Все великое флорентийское искусство, от Джотто до кватроченто, обладает свойством поражать своей неожиданной и абсолютной правдивостью. Когда-то это свойство называли красотой. Достаточно одного взгляда на великие работы Джотто или Мазаччо — и человек немеет. Войдя в первый зал галереи Уффици или в капеллу Бранкаччи в церкви Кармине[61], он испытывает ощущение, которое, быть может, даже не ассоциируется с тем, что сегодня принято называть красотой (упоительное сочетание привлекательности и странности): он не в состоянии подобрать слова, чтобы описать то, что видит. Что тут сказать? Это искусство невозможно сравнить ни с чем, а только с ним самим, и в этом смысле оно напоминает архитектуру — непреложный факт, навязанный миру. Достаточно просто рассуждать о красивых картинах Джорджоне, Тициана, Джованни Беллини, даже Пьеро делла Франческа; эти картины уже настолько окутаны легендами, о них столько написано, что они действуют на воображение, подобно волшебным сказкам. А о картинах Джотто или Мазаччо сказать нечего, и это, безусловно, свидетельствует о том, что они по-прежнему представляют собой откровение, явление, до сих пор столь странное и ошеломляющее, что оно способно лишить дара речи — как известие о зачатии Иоанна Крестителя заставило онеметь старого священника Захарию.
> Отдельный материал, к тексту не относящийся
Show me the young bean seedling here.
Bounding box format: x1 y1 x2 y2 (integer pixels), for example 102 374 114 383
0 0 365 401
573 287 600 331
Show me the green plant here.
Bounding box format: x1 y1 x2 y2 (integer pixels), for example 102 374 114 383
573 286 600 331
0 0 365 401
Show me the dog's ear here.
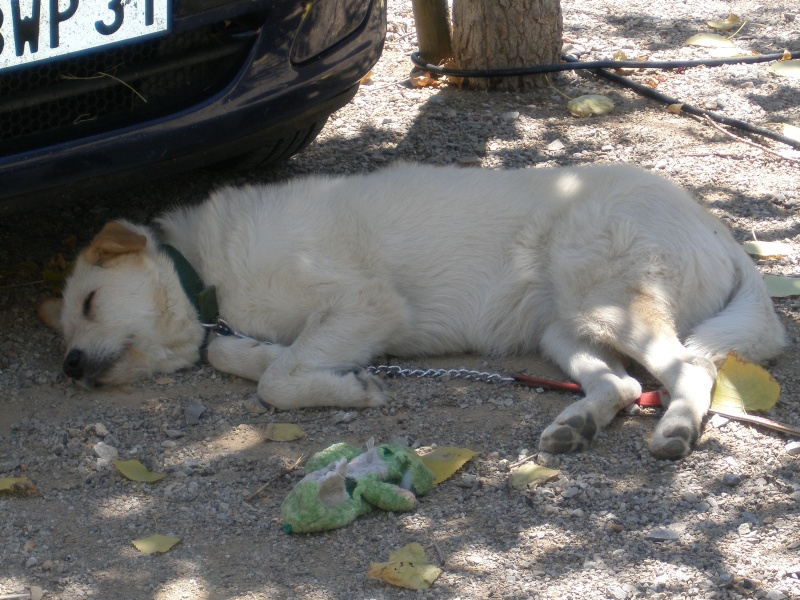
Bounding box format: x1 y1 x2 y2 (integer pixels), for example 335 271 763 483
83 222 147 266
36 298 64 331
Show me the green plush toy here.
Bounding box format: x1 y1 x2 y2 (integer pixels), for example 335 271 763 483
281 444 433 533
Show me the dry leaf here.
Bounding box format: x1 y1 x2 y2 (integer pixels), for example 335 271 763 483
764 275 800 298
742 241 792 258
0 477 39 497
684 33 736 48
706 13 742 31
439 58 464 87
567 94 614 117
711 352 781 414
367 543 442 590
781 123 800 142
767 59 800 79
420 446 477 484
409 71 439 88
131 533 181 554
510 463 561 490
114 460 164 483
264 423 306 442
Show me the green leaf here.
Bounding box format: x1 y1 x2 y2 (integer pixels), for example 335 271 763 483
114 460 164 483
131 533 181 554
742 241 792 258
764 275 800 298
711 352 781 414
706 13 742 31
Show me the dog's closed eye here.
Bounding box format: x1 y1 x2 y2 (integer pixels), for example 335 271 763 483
83 291 95 319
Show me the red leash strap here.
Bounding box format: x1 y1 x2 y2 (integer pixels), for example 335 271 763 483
514 373 667 407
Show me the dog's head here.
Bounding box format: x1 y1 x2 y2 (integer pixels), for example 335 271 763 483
39 221 203 388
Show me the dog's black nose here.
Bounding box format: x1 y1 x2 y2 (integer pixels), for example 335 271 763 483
61 348 83 379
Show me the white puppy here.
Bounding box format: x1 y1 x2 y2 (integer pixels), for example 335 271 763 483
42 165 785 458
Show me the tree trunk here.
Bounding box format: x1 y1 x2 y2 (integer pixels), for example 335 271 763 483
411 0 453 65
453 0 563 91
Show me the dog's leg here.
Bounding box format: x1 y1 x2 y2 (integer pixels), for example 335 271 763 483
539 322 642 453
543 293 716 459
631 337 717 459
258 281 408 410
208 335 286 381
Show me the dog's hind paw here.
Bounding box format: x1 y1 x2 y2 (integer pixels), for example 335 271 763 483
650 425 698 460
539 414 597 454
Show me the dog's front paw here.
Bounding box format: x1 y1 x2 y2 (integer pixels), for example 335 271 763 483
539 411 597 454
650 425 699 460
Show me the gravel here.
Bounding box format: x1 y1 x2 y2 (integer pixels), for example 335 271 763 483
0 0 800 600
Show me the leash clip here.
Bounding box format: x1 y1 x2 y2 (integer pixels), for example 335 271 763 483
203 317 246 338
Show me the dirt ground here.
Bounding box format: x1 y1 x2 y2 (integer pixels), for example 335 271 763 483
0 0 800 600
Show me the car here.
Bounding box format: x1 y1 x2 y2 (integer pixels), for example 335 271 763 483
0 0 386 214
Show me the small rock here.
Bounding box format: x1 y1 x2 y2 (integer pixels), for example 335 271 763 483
722 473 742 487
94 442 119 468
183 402 206 425
708 415 731 429
242 395 269 415
331 410 357 423
644 528 679 542
561 486 581 500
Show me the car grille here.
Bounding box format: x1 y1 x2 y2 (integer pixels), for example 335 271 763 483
0 21 254 156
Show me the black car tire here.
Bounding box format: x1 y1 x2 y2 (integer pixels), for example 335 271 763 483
210 117 328 171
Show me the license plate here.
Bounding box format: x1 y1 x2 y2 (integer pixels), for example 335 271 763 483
0 0 171 70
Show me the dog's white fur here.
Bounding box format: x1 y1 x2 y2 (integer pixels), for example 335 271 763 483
45 165 785 458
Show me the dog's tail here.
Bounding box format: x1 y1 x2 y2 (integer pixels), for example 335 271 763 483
686 251 787 364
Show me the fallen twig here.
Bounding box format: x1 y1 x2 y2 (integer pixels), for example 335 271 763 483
703 115 800 162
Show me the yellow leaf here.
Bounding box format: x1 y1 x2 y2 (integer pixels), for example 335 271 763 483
711 352 781 414
767 60 800 79
511 463 560 490
764 275 800 298
742 241 792 258
706 13 742 31
685 33 736 48
264 423 306 442
367 543 442 590
410 71 439 87
420 446 477 484
131 533 181 554
114 460 164 483
567 94 614 117
0 477 39 496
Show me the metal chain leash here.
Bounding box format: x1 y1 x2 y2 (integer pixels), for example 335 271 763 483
367 365 515 383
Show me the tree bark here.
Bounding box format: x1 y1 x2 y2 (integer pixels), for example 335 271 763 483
411 0 453 65
453 0 563 91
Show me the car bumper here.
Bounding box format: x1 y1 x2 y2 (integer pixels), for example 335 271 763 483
0 0 386 213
Работу над серией фресок в Кармине начал Мазолино; его сменил молодой Мазаччо, а почти через шестьдесят лет после его безвременной смерти Филиппино Липпи закончил эти росписи. Те из них, что созданы Мазолино, исполнены легкого изящества и очарования, а для работы Филиппино Липпи характерна тщательность и точность портретов. Однако участки, расписанные Мазаччо, почти мгновенно выделяются из прочих своим пространственным величием, глубокими, массивными объемами и безжалостной прямотой ви́дения, которая высвечивает картины в воздушной перспективе, словно движущийся луч маяка. Неважно, сколько раз вы видели сцены из «Жития святого Петра» и истории первородного греха, они неизменно вводят вас в состояние оцепенения. В определенной мере оно, без сомнения, вызвано реализмом деталей, отражающих безобразие и ужас человеческого существования: например, дрожащий голый мальчик, собирающийся принять крещение, или полузакрытые, уставшие от созерцания этого мира глаза святого Петра, протягивающего свою старческую руку с подаянием скрюченному калеке, словно сошедшему со страниц «Отверженных» Гюго, или коренастая фигура и широко разинутый, вопящий рот Евы, которую гонят из райского сада. Но этот клинический реализм представляет собой лишь одну сторону правдивости, с которой показан мир, одновременно и прекрасный и грязный, словно озаренный вспышкой молнии или открывшейся за храмовым занавесом, разорвавшимся, когда земля содрогнулась от смерти Христа. Исполненные достоинства фигуры, позы, в которых они застыли в момент важного события, свидетельствуют об осознании, о благоприятном завершении великой драмы Искупления.

Точно так же, в обрамлении архитектуры Брунеллески, на изумительной фреске Мазаччо «Троица» в церкви Санта Мария Новелла перед нами возникает суровая картина Вселенной. Стоя в капелле подложной, написанной на стене аркой, поддерживаемой тосканскими колоннами, Бог-Отец, подобный могучему столпу справедливости, держит крест, на котором, раскинув руки, висит его Сын; радом — коленопреклоненные Святая Дева и юный Иоанн Богослов, ауже совсем низко, за аркой, ниже двух огромных ложных коринфских пилястр, стоят на коленях два донатора — муж и веселая пухленькая жена. Святая Дева, зрелая женщина с совершенно обычным лицом, похожая на аббатису, повернувшись к зрителям, делает странный, почти недоуменный жест рукой с раскрытой ладонью; молящийся юный Иоанн, в одежде такой же розовой, как и его щеки, с резкими, словно у рыцаря-крестоносца, чертами лица, повернут к нам в профиль. Здесь, как и в капелле Пацци, не возникает никаких сомнений в том, что весь великий и упорядоченный замысел Природы подчинен единой композиции: в данном случае, Крест служит подмостками, на которых разыгрывается драма Справедливости и Искупления. Эта фреска, с ее неумолимой логикой, играет ту же роль, что и доказательство в философии или математике: равносторонний треугольник вписан в сводчатую фигуру, которая сама вписана в прямоугольник; в центре — вершина треугольника, а вершина всего — голова Бога-Отца, с седой бородой и безжалостными серыми глазами. Стоя в одеянии цвета полуночного неба, Он являет собой аксиому, самоочевидную основную теорему, из которой неизбежно следует все остальное, и именно Он удерживает все на должном месте и на должном расстоянии.